Good backcountry habits start early. That's the message from Gwen Milley, co-owner of local avalanche course provider Pacific Alpine Institute (PAI).
“In a ski town like Whistler, (these kids) are the future ambassadors for the backcountry,” said Milley.
“You've got to start them young so they learn how to behave out there, how to respect the backcountry. I think the younger they start, the better off they are growing up in a ski town.”
This week marks the start of the second Companion Rescue Skills Course (CRSC) put on by PAI specifically geared for youth between the ages of nine and 13. The CRSC is typically a one-day course — endorsed by the Canadian Avalanche Centre — that covers the basics of self-rescue in avalanches and is used as a stepping stone for the 2.5-day Avalanche Skills Training (AST) Level 1 course. Last year, PAI ran the pilot youth version of CRSC over four half-day sessions during the month of January, conducted by local avalanche instructor Dary Hemmons.
“The feedback from both the parents and kids was great,” said Milley. “This year it's a little more formalized but in the same format. It's gaining momentum and I think next year we'll see a whole other group of kids come in. Right now it's (gaining recognition by) word of mouth and parents are happy to have their kids in it.”
This year there are two full, separate groups heading out on all four Mondays, with students aged 10 and 11 taking three-hour sessions in the mornings and 12- and 13-year-olds setting out into the field in the afternoon. The focus of the course is to hone the students' self-rescue skills by locating mock victims with transceivers, pinpointing with probes, then digging the victim out with efficient shovelling techniques. The final Monday (Jan. 27) will be a field trip for all the kids into the Whistler backcountry adjacent to Flute Bowl to be introduced to safe terrain navigation. The CRSC for youth is intended as a bridge for younger kids to gain familiarity with avalanche safety equipment before they take on the more-involved AST Level 1 as teenagers.
“The idea is for kids to go into the backcountry with their parents or a guide and have their skill sets at a level so that if something did happen, the kids would know what to do,” said Milley. “I'd feel comfortable taking my kids into Flute, Oboe and Cowboy Ridge, terrain that's not super exposed but still fun.”
Last week, Matthew Turner, 13, became one of the youngest in Whistler to complete an AST Level 1 course after expressing his backcountry interest to his parents.
“I just find that the (sooner) I do the course, the more knowledge I'll have while I'm out there,” said Turner.
“I'm 13 now and when I'm 20 years old I'll have a really good handle on things because I learned about everything while I was so young.”
Turner spent two full field days in the Musical Bumps area learning self-rescue techniques, basic snow science and terrain navigation, as well as two evenings in the classroom learning theory.
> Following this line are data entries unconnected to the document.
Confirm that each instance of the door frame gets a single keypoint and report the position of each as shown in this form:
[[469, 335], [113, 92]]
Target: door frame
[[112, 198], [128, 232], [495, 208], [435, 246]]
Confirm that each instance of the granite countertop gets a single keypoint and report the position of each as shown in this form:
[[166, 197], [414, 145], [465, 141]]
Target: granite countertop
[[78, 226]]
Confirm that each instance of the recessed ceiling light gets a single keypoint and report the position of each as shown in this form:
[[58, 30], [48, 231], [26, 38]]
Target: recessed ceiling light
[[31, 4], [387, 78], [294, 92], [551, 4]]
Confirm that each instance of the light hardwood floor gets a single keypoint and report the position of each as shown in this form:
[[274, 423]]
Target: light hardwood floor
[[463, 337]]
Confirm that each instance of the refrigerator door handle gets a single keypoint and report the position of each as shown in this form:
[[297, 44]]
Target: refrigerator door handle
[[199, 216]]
“We compared our (classroom) learning to outside, we looked at the types of snow, if it was faceted, if there was surface hoar,” said Turner.
“When I was doing the course I almost forgot that I was doing it so I could ski. There's so much knowledge (to learn).”
In the future, Turner hopes to travel deeper into the Musical Bumps area and eventually work up to completing the Spearhead Traverse. When ready, he also hopes to head out into the backcountry with his friends, without a guide or instructor.
“Going out with your friends would just be like what skiing is meant to be,” he said.